Okay, I’ve got it. Since this might be the most “Speenish”—(i.e., my last name, as an adjective, meaning the distillation of the R. Speen essence (sometimes, though not to be, confused with patchouli and burning sage))—of all popular rock ‘n’ roll records, I’m going to officially, as of this date forward, name this record: Led Zeppelin Speen.

20
Aug
17

Ramal LaMarr “Omens, Oracles & Mysticisms of Dance”

It’s not easy to find anything about Ramal LaMarr on the internet, and though, of course, I could dig deeper, I’m not sure if I want to, because I’m looking while listening to this record and starting to get the heebie-jeebies, because it sounds a lot like the music one would listen to while performing human sacrifices. I don’t know why I think that, really—I must have seen too many human sacrifice movies, though I can’t recall ever having seeing any. That level of creepiness is not my thing, really, though it’s kind of fun thinking about in relation to this record. The cover looks creepily homemade, with cut-out images of a belly dancer and a guy (Ramal?) who is wearing what looks like some kind of Satanic garb. The images seem to have been cut out with a very sharp knife (sharp enough to cut out a human heart?) and placed on a background that looks like a wall mural for a Middle-Eastern restaurant. There’s a feeling of finality to it, like the name of the album sounds like it could be his first, second, and final record all in one. Also, it’s very long, like nearly an hour in length, which… I guess if you’re in the middle of a human sacrifice you don’t want to have to stop and turn over the record.

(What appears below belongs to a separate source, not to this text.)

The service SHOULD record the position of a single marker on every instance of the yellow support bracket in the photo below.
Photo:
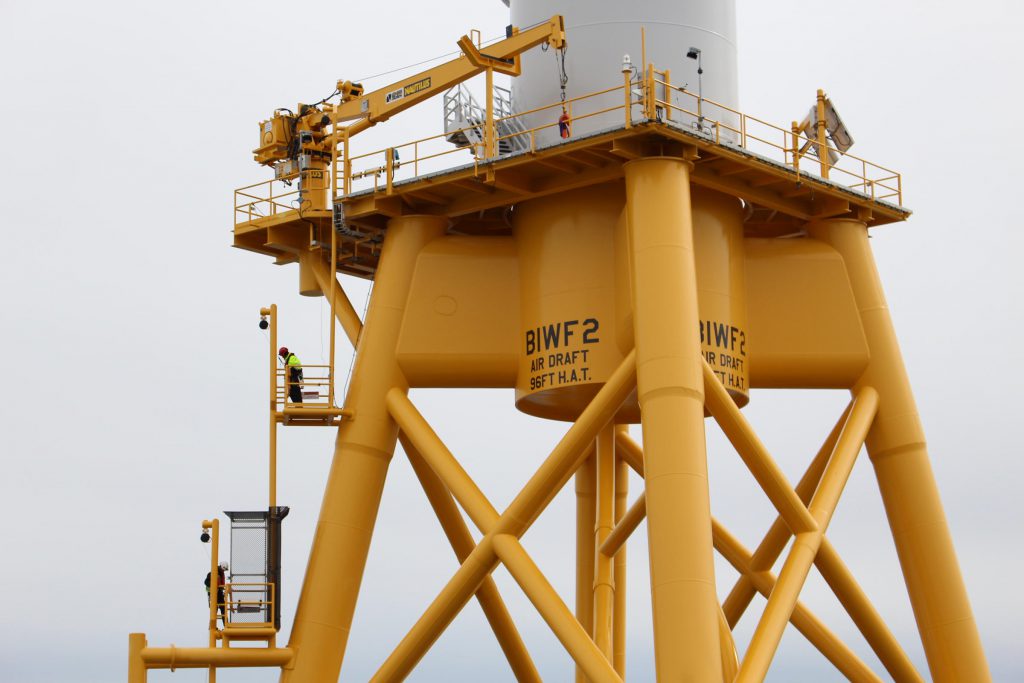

Though maybe I’m overthinking things—the internet says he put out a couple of records after this one, and they all do have “dance” in the title; maybe this is essentially belly dance music. Which is what it sounds like, though on the sinister end of that spectrum. It’s from 1983, and the label is “Lotus”—out of Milwaukee. It’s instrumental, consisting mostly of synthesizer and percussion. Credits indicate that Ramal LaMarr plays everything except “Zills”—which are credited to “Chandrani”—who I’m guessing might be the belly dancer on the cover. Besides synth and bass, there are Arabian Drums, Kanoon, and Mbira listed. A few songs end with a really kind of creepy and ominous gong. As I listen to the whole record again while typing this, it’s actually starting to grow on me; it’s somewhat soothing on one hand, and kind of trance-inducing on another, and kind of anxiety producing on another. I know that’s three hands—thus the anxiety, I guess. But really, I could see this as really good music for writing, making love, or preparing an elaborate Thanksgiving dinner while the in-laws sit nervously in the next room sipping Brandy Alexanders, wondering just who their daughter got herself mixed up with this time.

07
Aug
17

The Association “Insight Out”

I never paid much attention to The Association but I heard the song “Never My Love” in a movie sometime fairly recently (can’t remember what movie) and it struck me as a great song, as familiar as it is, it was kind of discovering a new song. People must have went nuts for it when it was new and on the radio; it’s an undeniable pop classic—what does it take to write a song like that?—how much of it is just luck? The rest of this record can’t come close to that song, and most of it strikes me as annoying happy hippie bullshit. “Windy” was a hit when I was a kid (this record came out in 1967)—on the radio a lot, and I might have had the single—but I don’t really like it much. If I tried really hard I might find more to like about this record, but life is short (and LPs are long). The album cover is uninspiring (and way too familiar if you ever look for used records) but there is the address of The Association Fan Club: 24 N. Mentor, in Pasadena, which is now The Ice House, a comedy club.

26
Jun
10

Boston “Don’t Look Back”

“Don’t Look Back” is Boston’s appropriately titled second album, from 1978—I mean appropriately for me, since that was the year I traded in my cap’n’gown for the ball’n’chain. I guess I never really thought I’d enjoy the success of a #1 on the charts album, but I did believe, at that time, that I could pursue a life of partying—which was my course of study at Kokomo Community College. This record went virtually unnoticed by my friends and me, I suppose, seeing it as pretty much a continuation of the first record, which we weren’t much interested in after its initial novelty. We were listening to the Sex Pistols at the time, and these bands seemed like night and day. Only now do I realize they weren’t all that different, at least musically: melodic, driving, hard rock with pop hooks. Of course, the vocals have little in common, though I have to admit, today, June 26, 2010, I’m more in the mood to listen to Brad Delp’s voice than Johnny Rotten’s. That said, lyric-wise is really where the difference lies. I’m maybe listening to Boston lyrics for the first time right now. What’s all this about a “golden rabbit” on the title song? Fortunately, this record contains a sleeve with lyrics, so I’m able to see that what sounds to me like “golden rabbit” is actually: “I finally see the dawn arrivin.'”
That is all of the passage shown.